El embellecimiento oficial a una suerte de “revolución científica-técnica- productiva” recuerda, también, el lenguaje de los autorreformadores del stalinismo en la década de los ’60-’70, es decir en las vísperas de su disolución. El estudioso K del lenguaje olvida una premisa fundamental: la lengua no traiciona. La intelectualidad hacía un culto abstracto de la ciencia y la tecnología, porque en el ámbito de la cultura estaliniana -y también de la izquierda liberal norteamericana- era el caballito de batalla de una “convergencia” entre capitalismo y socialismo. Uno de los íconos de este planteo fue Daniel Bell, recientemente fallecido, quien difundió la tesis de una sociedad “postindustrial” basada en la información y el conocimiento. La historia no se movía hacia adelante por medio de la revolución, sino por medio de la técnica y el saber científico; no por la lucha de clases, sino por el laboratorio y la academia; no por la clase obrera, sino por los científicos.
A la ideología “cientificista”, en los ’70, se la presentó como una ciencia “rebelde” nativa, según la denominación de Oscar Varsavsky, o como la posibilidad de una práctica tecnológica “autónoma” en los planteos de Jorge Sábato o Amílcar Herrera. El asunto no pasó nunca del verbo a la acción. Ni hubiera podido, porque ni la ciencia ni su forma aplicada pueden superar por sí los límites del régimen político que las condiciona. ¿Hace falta recordar que Perón había vuelto al país no para abrir paso a la liberación de las fuerzas creativas de la nación, sino para imponer a Isabelita y López Rega?
Lo que hoy molesta a González en el discurso oficial es más viejo que el caracú. El antiguo cientificismo propugnaba la invasión del capital extranjero en la esfera de la industria, como la primera fase del capitalismo en los países atrasados (Haya de la Torre). El brasileño Fernando Henrique Cardoso postuló la superación del antagonismo entre “dependencia y desarrollo”. Tecnópolis es una caricatura de aquel cientificismo; está preñada de un neoliberalismo ‘tardío’, ya que mantiene las privatizaciones de los noventa, la tercerización y precarización del trabajo, la sojización agraria (el capital financiero en el campo) y las políticas sociales ‘recomendadas’ por el Banco Mundial. Promueve la unidad del saber, los negocios y las “agencias” de innovación para lucrar en nichos rentables (software, biotecnología). Los Kirchner han seguido la línea de un Ministerio de Educación sin escuelas. Más que una “sociedad del conocimiento”, tenemos un embrutecimiento que no cesa, como lo prueban las más diversas evaluaciones educativas internacionales.

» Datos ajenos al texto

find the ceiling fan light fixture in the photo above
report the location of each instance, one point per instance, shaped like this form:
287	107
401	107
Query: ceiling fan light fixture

No es el velo del lenguaje lo que hay descorrer, sino el de la política. Cuando González sostiene que “los actuales proyectos (los del modelo oficial) han enaltecido la idea de ciencia” no es la lengua la que le juega, a él mismo, una mala pasada. Es su defectuosa comprensión de los límites insuperables de la causa kirchnerista: una improvisación para atajar la ‘emergencia’ heredada de 2001, que se enfrenta ahora a una ‘emergencia’ de carácter planetario.